Per the Matador Network, the author of "Gravy Wars," Lorraine Ranalli, writes that in Southern Philadelphia, the debate isn't even argued, and some "non-Italians refer to the magnificently smooth pureed tomato masterpiece as gravy." Surprised? If you haven't heard of pasta sauce being referred to before as gravy, you aren't alone, since apparently gravy is the accepted term only in certain areas of the United States, like the Bronx, east Boston and Chicago. Mostly everywhere else in the United States, sauce is the go-to term to describe tomato sauce found on pasta, whereas gravy is used more for what we pour on turkey during Thanksgiving.

What gives with gravy as a sauce name?

There are lots of different theories on why some Italian-Americans call tomato sauce gravy, ranging from immigration waves, generational divides, and influence from the definitive TV show on Italian-American culture, "The Sopranos," (per The Somerville Times). However, these theories don't really explain why there's a lack of consistency — both across regions and within the five boroughs of New York — for why some use the word sauce and others use the word gravy.

Per the Online Etymology Dictionary, the word gravy is derived from the Old French word "grané," which means grain. However, by Middle English, per the Oxford Learner's Dictionary, grané became "gravé," most likely the result of an adopted misspelling, to mean a "spicy sauce" (in other words, grain = spice). Gravy later became more popular in English, whereas the word "sauce" has closer associations with the Latin and Italian word "salsa."

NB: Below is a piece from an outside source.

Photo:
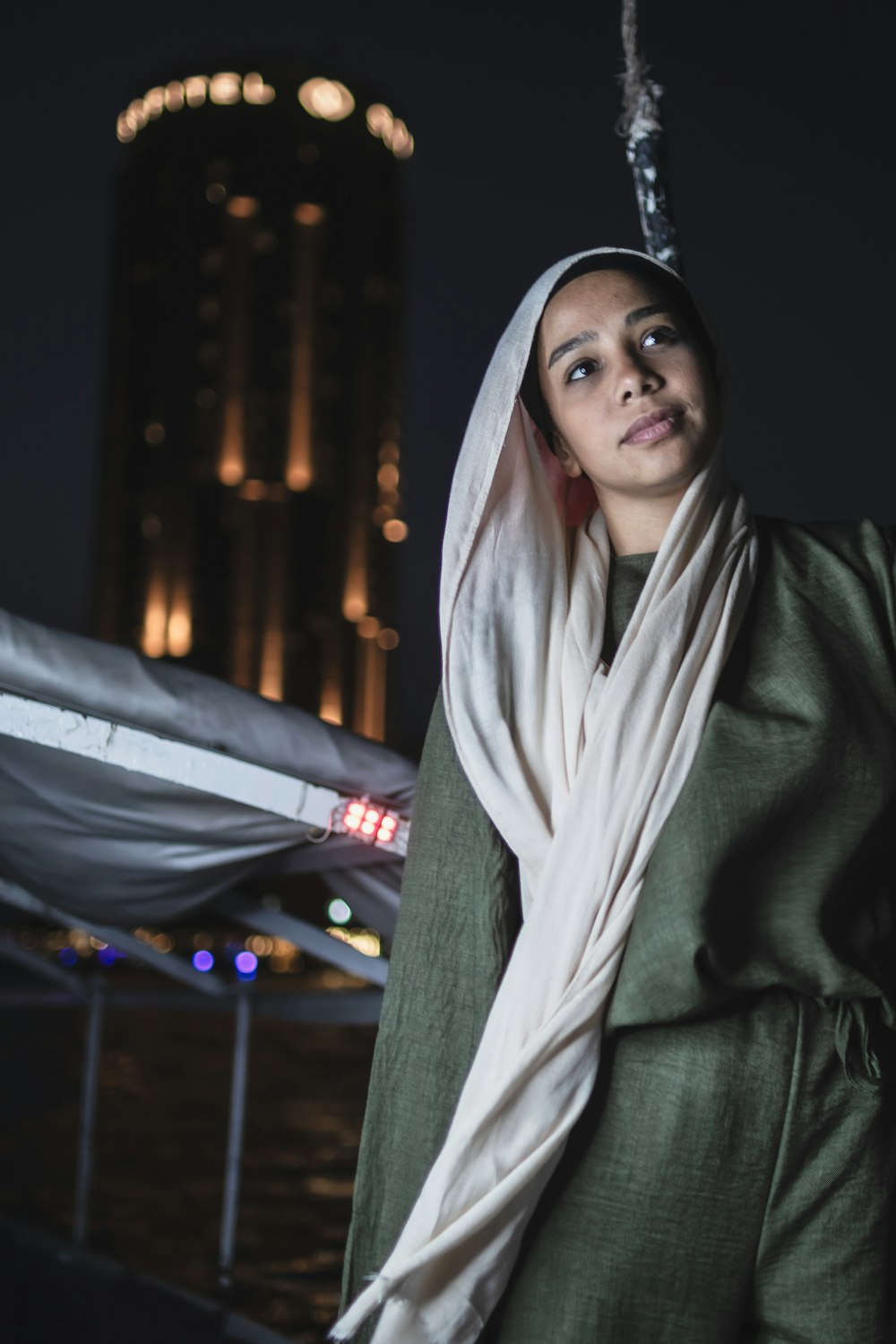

These associations, according to linguist Roberto Dolci, who spoke with Slate for a "Lexicon Valley" piece, may have played a role in why some Italians pointedly chose to use the word gravy instead of sauce. Purposely using the word gravy instead of sauce could have been a way for Italian-Americans to self-identify as more American rather than as foreigners, especially during a time of discrimination.

Gravy or sauce, no matter what you call it — or mix with your pasta — the American foodscape is better off thanks to our Italian immigrants.